Endüstri, daha yüksek düzeyde veri gizliliği ile çerezsiz bir geleceğe doğru ilerlerken, iyi bir kimlik saptaması üç temel maddeye dayanacaktır: kalite, şeffaflık ve esneklik. Marka sahipleri, müşteri kimlik saptamalarını değerlendirmek için bu üç standardı kullanmalıdır.

Kalite: Veri noktalarını bir araya getirme hevesiyle, şirketler genellikle veri kalitesi yerine ölçeği tercih etmiş ve çoğu zaman ulaştıkları sonuçlar yetersiz kalmıştır. Farklı sinyallerin dikkatli bir şekilde bağlanması, her zaman kaliteli kimlik analizini ve sonuç olarak etkili eylemi sağlayan titizlikle gerçekleştirilmediği zamanlar olmuştur. Günümüzde markalar verdikleri kararların güvenilir verilere dayandığından emin olmak istiyor.

Şeffaflık: Veri toplamanın yapısı ve uygulaması, kimlik çözümlemesinin nasıl yapıldığı ile birleştirildi. İlk olarak, verilerin nereden edinildiği ve nereden toplandığı çok önemlidir, bu veriler ilgili düzenlemeye tamamen uygun olmalıdır. Daha sonra, her türlü akış aktivitesi, veri manipülasyonu ve kullanımının doğası gereği şeffaflığın yanı sıra izlenebilirliğine de sahip olmalıdır. Aslında, birçok pazarlamacı yalnızca belirleyici sinyallere güvenmesine rağmen, bu yaklaşım sınırlayıcı olabilir. Herkes, kararların nasıl alındığı ve hangi sonuçların diğerlerinden daha güvenilir olduğu konusunda dürüst olduğu sürece, kimlik analizinde olasılıklı modelleme ve yapay zekanın kesinlikle önemli bir yeri bulunmaktadır. Veri sağlayıcılar, analistler / bilim insanları ve teknoloji platformları bu konuda tam şeffaflık sağlamalıdır.

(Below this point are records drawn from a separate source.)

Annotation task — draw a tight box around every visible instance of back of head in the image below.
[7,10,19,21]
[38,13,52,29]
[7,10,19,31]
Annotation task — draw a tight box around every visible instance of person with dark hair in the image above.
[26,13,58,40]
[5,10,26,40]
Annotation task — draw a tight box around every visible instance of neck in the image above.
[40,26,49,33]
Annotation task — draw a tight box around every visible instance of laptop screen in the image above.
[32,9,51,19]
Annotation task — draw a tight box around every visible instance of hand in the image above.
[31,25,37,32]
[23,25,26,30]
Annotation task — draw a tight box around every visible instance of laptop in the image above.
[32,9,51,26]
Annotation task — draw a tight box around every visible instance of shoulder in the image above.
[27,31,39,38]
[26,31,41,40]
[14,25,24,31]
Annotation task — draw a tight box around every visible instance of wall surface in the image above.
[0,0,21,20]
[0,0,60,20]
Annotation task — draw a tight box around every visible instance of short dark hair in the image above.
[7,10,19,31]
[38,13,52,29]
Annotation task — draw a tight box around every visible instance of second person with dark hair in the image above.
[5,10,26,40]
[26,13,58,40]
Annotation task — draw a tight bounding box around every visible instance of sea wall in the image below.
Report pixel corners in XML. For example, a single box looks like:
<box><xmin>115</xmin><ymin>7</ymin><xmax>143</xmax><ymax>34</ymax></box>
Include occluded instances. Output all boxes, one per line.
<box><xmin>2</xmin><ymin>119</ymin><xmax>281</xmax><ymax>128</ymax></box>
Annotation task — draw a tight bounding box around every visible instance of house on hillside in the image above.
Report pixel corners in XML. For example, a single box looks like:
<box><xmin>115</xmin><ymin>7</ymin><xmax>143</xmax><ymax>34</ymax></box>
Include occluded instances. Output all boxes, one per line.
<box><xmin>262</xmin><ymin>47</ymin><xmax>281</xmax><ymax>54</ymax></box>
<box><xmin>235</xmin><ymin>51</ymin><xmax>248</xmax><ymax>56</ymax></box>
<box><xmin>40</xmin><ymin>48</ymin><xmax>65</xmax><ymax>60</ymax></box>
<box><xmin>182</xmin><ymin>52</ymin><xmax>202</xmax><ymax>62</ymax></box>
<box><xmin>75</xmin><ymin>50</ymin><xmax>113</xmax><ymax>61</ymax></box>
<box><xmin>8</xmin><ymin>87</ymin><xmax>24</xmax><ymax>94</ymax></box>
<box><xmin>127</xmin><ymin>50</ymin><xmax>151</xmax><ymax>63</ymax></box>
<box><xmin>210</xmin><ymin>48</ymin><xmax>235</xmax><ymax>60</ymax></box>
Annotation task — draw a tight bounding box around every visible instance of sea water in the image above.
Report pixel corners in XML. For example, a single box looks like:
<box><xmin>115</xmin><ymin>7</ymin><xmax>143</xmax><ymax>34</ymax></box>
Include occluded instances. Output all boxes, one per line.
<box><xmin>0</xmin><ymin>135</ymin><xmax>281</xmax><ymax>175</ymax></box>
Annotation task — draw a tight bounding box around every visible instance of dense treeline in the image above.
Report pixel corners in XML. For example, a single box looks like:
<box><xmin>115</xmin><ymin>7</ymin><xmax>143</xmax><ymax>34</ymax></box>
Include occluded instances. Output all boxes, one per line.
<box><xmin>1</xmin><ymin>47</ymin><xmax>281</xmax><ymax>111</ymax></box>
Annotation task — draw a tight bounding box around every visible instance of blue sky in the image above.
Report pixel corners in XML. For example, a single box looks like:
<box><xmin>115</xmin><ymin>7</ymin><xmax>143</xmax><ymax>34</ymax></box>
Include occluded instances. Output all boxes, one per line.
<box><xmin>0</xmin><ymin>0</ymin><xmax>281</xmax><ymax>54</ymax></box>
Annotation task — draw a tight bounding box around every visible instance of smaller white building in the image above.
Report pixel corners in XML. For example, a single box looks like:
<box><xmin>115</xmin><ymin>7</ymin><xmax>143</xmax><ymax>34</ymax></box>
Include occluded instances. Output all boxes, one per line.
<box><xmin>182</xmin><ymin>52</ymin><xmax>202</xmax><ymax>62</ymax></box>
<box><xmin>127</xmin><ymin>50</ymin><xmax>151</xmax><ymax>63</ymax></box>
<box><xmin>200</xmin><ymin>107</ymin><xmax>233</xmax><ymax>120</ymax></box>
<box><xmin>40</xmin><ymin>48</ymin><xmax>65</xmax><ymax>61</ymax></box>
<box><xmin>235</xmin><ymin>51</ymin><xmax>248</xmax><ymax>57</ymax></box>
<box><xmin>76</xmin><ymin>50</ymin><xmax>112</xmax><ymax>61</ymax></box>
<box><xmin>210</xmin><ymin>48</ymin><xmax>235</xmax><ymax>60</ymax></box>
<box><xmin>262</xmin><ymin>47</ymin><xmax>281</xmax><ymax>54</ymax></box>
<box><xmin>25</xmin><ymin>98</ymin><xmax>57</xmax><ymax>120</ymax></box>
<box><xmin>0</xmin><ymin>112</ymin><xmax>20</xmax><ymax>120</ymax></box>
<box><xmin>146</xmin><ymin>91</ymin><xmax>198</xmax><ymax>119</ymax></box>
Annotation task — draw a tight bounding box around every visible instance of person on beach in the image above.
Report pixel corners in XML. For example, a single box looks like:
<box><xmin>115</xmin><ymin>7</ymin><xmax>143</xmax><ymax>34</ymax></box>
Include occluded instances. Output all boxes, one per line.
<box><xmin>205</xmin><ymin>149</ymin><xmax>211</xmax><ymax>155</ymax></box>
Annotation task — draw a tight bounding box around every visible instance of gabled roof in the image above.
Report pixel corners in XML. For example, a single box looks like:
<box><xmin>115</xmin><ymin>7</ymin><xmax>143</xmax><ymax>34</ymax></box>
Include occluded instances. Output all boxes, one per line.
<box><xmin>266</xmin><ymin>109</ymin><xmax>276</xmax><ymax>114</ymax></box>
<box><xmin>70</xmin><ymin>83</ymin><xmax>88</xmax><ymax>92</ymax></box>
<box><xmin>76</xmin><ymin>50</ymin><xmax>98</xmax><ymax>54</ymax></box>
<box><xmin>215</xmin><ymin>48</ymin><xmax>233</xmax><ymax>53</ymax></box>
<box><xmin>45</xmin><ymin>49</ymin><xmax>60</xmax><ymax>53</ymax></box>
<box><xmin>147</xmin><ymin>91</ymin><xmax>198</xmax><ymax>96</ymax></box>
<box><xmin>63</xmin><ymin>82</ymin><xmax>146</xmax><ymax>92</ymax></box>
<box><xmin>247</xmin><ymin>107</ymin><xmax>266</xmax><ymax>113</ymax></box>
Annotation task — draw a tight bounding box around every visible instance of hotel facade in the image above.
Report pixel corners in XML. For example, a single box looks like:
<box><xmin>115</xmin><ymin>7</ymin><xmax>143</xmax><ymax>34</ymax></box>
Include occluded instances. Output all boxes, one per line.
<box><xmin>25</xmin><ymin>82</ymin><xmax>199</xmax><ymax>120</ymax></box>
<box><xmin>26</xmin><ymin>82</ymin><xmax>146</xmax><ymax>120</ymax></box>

Esneklik: Son olarak, bir veri firmasının, sahip olduğu teknoloji ile müşterileri nasıl analiz ettiği konusunda esnek olması önemlidir. Özellikle finansal hizmetler veya telekomünikasyon gibi daha yoğun incelenen sektörlerde, müşterilerin ihtiyaçlarının karşılandığından emin olunmalıdır. Sürekli değişen yasal düzenlemeler ışığında, çözüm ve uygulamadaki uyumluluk başarı için vazgeçilmezdir.

Dünya normale dönmeye başladığında -umarım bu yakın bir gelecekte olur- devam eden zorluklar olacaktır. Hassas bir ekonomide, işletmeler, pazarlama bütçelerini daha da dikkatli harcayacak ve yatırım yaptıkları teknolojilerin değeri hakkında daha fazla bilgi talep edeceklerdir. Önümüzdeki birkaç ayı, yeniden değerlendirme yapmak ve doğru parçaları bulmak için kullanan markalar, normale dönüldüğünde stratejilerinin meyvelerini toplama fırsatına sahip olacak.